Encore une fois notre chère police, dans sa course aux chiffres avant le premier tour des élection, a encore fait de l'excès de zèle (euphémisme).  Mardi 20 Mars, une escouade de policiers investit un café. Mais pourquoi me direz-vous? pour arrêter un grand-père chinois sans papier qui attendait d'aller chercher sa petite fille à la sortie de l'école dans le quartie de Belleville (rue Rampal XIXème arrondissement de Paris). Inutile de rappeler que quelques minutes auparavant, un fourgon entier était rempli de sans-papiers qui venaient de se faire rafler dans les quartiers de Stalingrad et de Goncourt. Cette arrestation violente provoquera la panique des parents d'élèves venus chercher leurs progènitures à la sortie des cours mais également une réaction des riverains et passants qui tenteront de s'interposer. La seule réponse de la police à cet acte civique sera l'usage de gaz lacrymogène et de coups de matraque.
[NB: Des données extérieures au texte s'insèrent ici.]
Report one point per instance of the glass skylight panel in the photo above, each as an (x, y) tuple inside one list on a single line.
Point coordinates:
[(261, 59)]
La directrice de l'école maternelle de la rue rampal sera également violentée avant d'être placée en garde à vue.

Dans quel pays sommes-nous? Est-ce cela la France des droits de l'homme? un pays où des rafles sont organisées pour arrêter les sans papiers et les expulser? un pays où les policiers font les sorties d'écoles pour arrêter des parents sans papiers? un pays où dans quelques mois on contrôlera les papiers d'élèves de CE1? Un pays où lorsqu'un immeuble brûle on rejette la faute sur des habitants, qui n'auraient semble-t-il pas de papiers et non sur une politique de la ville quasi-inexistante?

La police n'avait-elle pas pour consigne de ne pas interpeller de sans papiers à la sortie des écoles? Le ministre de l'intérieur n'était-il pas censé traiter la régularisation des sans papiers "au cas par cas" en faisant preuve "d'humanité" (c'est-à-dire en privilégiant les sans papiers ayant des enfants scolarisés)? Humanité est un terme que les représentants de l'ordre traduisent plutôt par matraques, menottes ou lacrymos.

Le climat est tellement malsain, qu'on nous demanderait presque de nous mettre à genoux et de remercier la justice de ne pas avoir poursuivi la directrice de l'école qui s'est interposée contre cette rafle. Les seules personnes à remercier sont les riverains qui ont fait acte de civisme et de résistance devant ces forfaits que l'on croyait d'une autre époque. Ces personnes nous laissent encore un petit peu d'espoir. Il n'y a pas que des collabos dans ce pays et c'est toujours bon à savoir à trois semaines des élections.

Pour information, une grève des écoles primaires et une manifestation sont prévues devant le rectorat de Paris vendredi 30 mars pour protester contre le peu de cas fait par le recteur du placement en garde à vue de la directrice de l'école de la rue Rampal.